Commission to review patient death at New Amsterdam Hospital
State medical institutions to be audited
Stabroek News
December 9, 2001

The Ministry of Health will establish a commission to review the recent death of a patient at the New Amsterdam Hospital and launch an audit of the institution to pinpoint specific areas for improvement.

Briefing reporters yesterday at the ministry, Minister of Health, Dr Leslie Ramsammy, stated that audits would also be done at the other state-run hospitals, beginning with those in Region Six.

Dr Ramsammy said he had been trying to address the concerns of Berbicians over the state of the health services in Region Six (East Berbice/Corentyne), particularly those at the New Amsterdam Hospital.

He disclosed that he also discussed the state of the health services in the region at Cabinet level.

"I believe that it would serve everyone's interest if a general audit of the New Amsterdam Hospital and health services in Region Six could be done and a specific investigation of the death of Mr Kassim be conducted," Dr Ramsammy said.

Shahabodeen Kassim, 25, was shot by bandits on November 25 and was taken to the New Amsterdam Hospital for treatment. Delays were allegedly encountered and he succumbed the same day.

Chief Medical Officer (CMO), Dr Rudolph Cummings, who shared the press briefing with the minister, has made arrangements to establish the three-person commission.

Two physicians have already been identified and a third is to respond as to whether the appointment would be taken up.

Ramsammy revealed that Dr Dennison Davis, director of Standards and Technical Services, will serve as the secretary of the commission. The CMO said he was in the process of drafting the terms of reference. The investigation is to begin by this coming weekend.

Dr Ramsammy said the audits, beginning with the larger institutions, would ascertain their true potential and serve as a basis for steps to be taken to optimise their functions.

The audit of the New Amsterdam Hospital will examine the present staffing and services and make recommendations for the strengthening of the institution.

The minister said the ministry was open to suggestions from the wider community on ways the services could be improved.

"It is my view that a really effective way of improving relations between communities and institutions is to form joint community/hospital management units to improve community participation," he declared.

Ramsammy said in the meantime he has begun to put other arrangements in place to improve the situation at the hospital.

He asserted there was an obvious communication problem and said his Permanent Secretary, Doerga Persaud, has been instructed to ensure either beepers or cellular phones were provided to the doctors to resolve the situation.

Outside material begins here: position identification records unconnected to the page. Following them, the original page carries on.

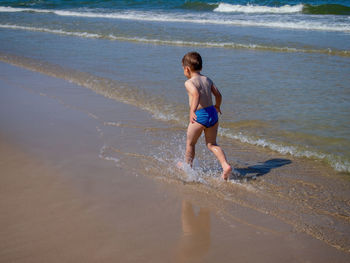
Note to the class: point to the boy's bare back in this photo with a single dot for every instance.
(204, 87)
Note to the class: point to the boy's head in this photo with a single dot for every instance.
(192, 60)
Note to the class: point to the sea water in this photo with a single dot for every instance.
(283, 67)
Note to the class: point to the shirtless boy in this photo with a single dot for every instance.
(203, 114)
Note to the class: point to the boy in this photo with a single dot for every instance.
(203, 114)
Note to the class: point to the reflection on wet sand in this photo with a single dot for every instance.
(195, 240)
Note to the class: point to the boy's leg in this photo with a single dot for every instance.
(210, 139)
(194, 131)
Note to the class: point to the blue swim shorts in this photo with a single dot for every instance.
(208, 116)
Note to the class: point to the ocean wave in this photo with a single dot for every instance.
(335, 162)
(232, 45)
(113, 90)
(326, 9)
(286, 9)
(197, 19)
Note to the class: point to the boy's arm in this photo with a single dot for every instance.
(194, 100)
(218, 97)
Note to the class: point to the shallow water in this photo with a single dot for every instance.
(283, 72)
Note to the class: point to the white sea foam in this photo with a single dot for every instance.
(286, 9)
(198, 19)
(54, 31)
(178, 42)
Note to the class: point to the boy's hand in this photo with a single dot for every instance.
(218, 109)
(193, 117)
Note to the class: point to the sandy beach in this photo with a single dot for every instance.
(66, 197)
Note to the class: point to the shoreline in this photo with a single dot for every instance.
(75, 198)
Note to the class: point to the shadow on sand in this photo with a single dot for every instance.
(253, 171)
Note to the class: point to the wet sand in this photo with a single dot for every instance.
(64, 199)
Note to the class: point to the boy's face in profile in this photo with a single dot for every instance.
(187, 71)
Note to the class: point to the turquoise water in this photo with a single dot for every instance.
(282, 66)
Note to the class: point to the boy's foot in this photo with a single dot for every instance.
(226, 172)
(180, 165)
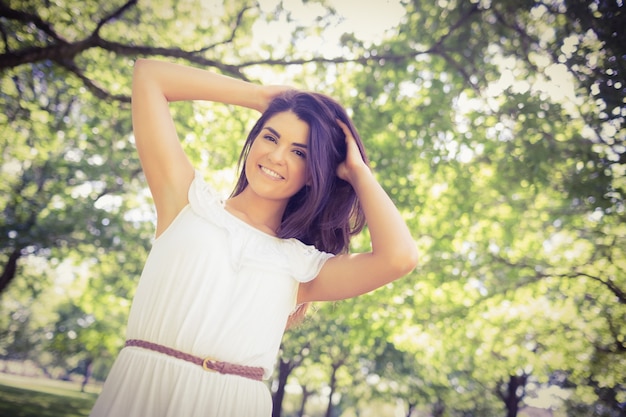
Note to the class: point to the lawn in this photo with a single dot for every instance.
(31, 397)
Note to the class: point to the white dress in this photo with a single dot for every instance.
(212, 286)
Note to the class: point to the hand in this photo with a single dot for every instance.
(354, 163)
(267, 94)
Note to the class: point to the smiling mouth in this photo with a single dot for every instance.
(271, 173)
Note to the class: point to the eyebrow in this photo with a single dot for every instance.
(275, 132)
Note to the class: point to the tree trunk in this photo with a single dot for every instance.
(10, 269)
(411, 408)
(514, 394)
(305, 396)
(284, 369)
(86, 373)
(438, 408)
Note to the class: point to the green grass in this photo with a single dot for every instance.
(29, 397)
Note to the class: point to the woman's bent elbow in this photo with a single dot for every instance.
(404, 263)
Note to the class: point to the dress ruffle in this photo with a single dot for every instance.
(257, 249)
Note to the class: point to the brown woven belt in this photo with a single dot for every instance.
(208, 364)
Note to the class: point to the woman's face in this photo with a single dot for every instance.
(276, 164)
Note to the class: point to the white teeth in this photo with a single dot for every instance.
(271, 173)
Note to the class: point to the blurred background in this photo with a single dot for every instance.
(497, 127)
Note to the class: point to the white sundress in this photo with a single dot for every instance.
(212, 286)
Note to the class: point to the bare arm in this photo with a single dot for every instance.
(166, 167)
(393, 255)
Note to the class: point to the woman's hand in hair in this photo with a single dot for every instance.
(354, 164)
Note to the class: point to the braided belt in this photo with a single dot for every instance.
(208, 364)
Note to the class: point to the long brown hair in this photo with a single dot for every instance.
(325, 213)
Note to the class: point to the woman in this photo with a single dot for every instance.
(224, 276)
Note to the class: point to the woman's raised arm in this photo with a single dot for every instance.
(166, 167)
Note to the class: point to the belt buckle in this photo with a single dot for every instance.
(207, 363)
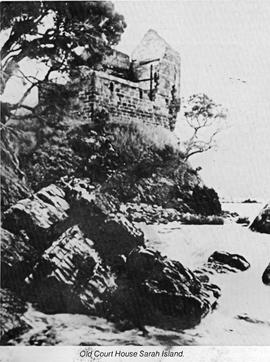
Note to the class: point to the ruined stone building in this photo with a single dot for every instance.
(145, 87)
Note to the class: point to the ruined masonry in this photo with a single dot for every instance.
(146, 88)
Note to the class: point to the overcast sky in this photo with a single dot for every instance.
(225, 52)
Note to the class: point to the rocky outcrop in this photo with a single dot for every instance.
(17, 259)
(13, 181)
(70, 276)
(266, 275)
(11, 311)
(38, 218)
(91, 259)
(98, 216)
(222, 261)
(262, 222)
(155, 290)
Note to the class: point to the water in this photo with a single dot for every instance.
(242, 316)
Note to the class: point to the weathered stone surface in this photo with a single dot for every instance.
(13, 181)
(223, 261)
(262, 221)
(17, 259)
(157, 291)
(266, 275)
(38, 218)
(97, 215)
(11, 311)
(53, 195)
(70, 276)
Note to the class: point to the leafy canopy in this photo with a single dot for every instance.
(56, 32)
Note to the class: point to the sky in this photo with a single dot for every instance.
(225, 53)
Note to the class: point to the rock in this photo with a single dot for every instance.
(243, 220)
(205, 201)
(55, 196)
(11, 321)
(39, 218)
(266, 275)
(70, 277)
(17, 259)
(223, 261)
(13, 181)
(262, 222)
(154, 290)
(97, 215)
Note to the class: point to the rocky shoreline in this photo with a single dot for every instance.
(75, 249)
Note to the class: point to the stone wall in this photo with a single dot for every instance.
(125, 100)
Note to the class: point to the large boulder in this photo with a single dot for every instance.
(262, 222)
(153, 290)
(11, 316)
(17, 259)
(223, 261)
(39, 216)
(70, 276)
(266, 275)
(98, 217)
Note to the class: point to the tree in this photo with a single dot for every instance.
(56, 33)
(205, 118)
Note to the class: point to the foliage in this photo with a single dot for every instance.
(60, 34)
(203, 116)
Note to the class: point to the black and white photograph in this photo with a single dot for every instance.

He said instructions were also passed to let work begin to improve the accommodation for doctors on call at the hospital.

The minister said he had been in discussion with the contractor up to Friday evening and the work was due to begin this week.

Ramsammy acknowledged the constraints of resources at the institution and stated that the ministry intended to utilise the auspices of the Guyana-Cuba Joint Commission to acquire additional physician staff for the New Amsterdam Hospital and other such institutions where staff shortages existed.

"In addition, short-term arrangements will be made with the GPHC to have some junior staff transferred to the facility," he said. "I am open to other suggestions such as having interested physicians in the private sector do emergency duty at the hospital on a sessional basis."

Ramsammy said he met the Berbice Medical Association on Friday evening and was encouraged by the response. It was agreed that members of the association would provide their services on a sessional basis.

This could start as early as this week, Ramsammy said, and Regional Health Officer Dr Joseph Khalikaprashad has begun to compile a list of the doctors in private practice who would make their services available.

The minister told reporters that Dr Clement McEwan has been working with the New Amsterdam Hospital over the last several weeks to improve its blood bank service.

He said a new x-ray unit would be commissioned there shortly to support diagnostic services.

A training programme in emergency medicine for clinical staff of the hospital and other hospitals in Berbice is being organised by Dr Madan Rambarran, director of Medical and Professional services at GPHC.

Meanwhile, Ramsammy declared there was no "war" going on within the ministry as might have been the perception in the public.

"There isn't a war going at the ministry. There were probably some errors in our approach but we're all committed to the same goal of continuing to improve the health services in Guyana," he stated.

He pointed out that he was a different minister with a different style, which could sometimes lead to misunderstandings but this did not mean that the objective was different.

"I will continue to want things to happen faster. I am not satisfied at the moment that our capacity to respond [to emergency situations] is adequate," he said.

Dr Cummings said he was committed to every minister he worked with but noted that ministers were politicians and their imperatives might be different.

He dismissed any claim that there was a problem between himself and the minister, stating that they were both committed to the task of improving the health sector.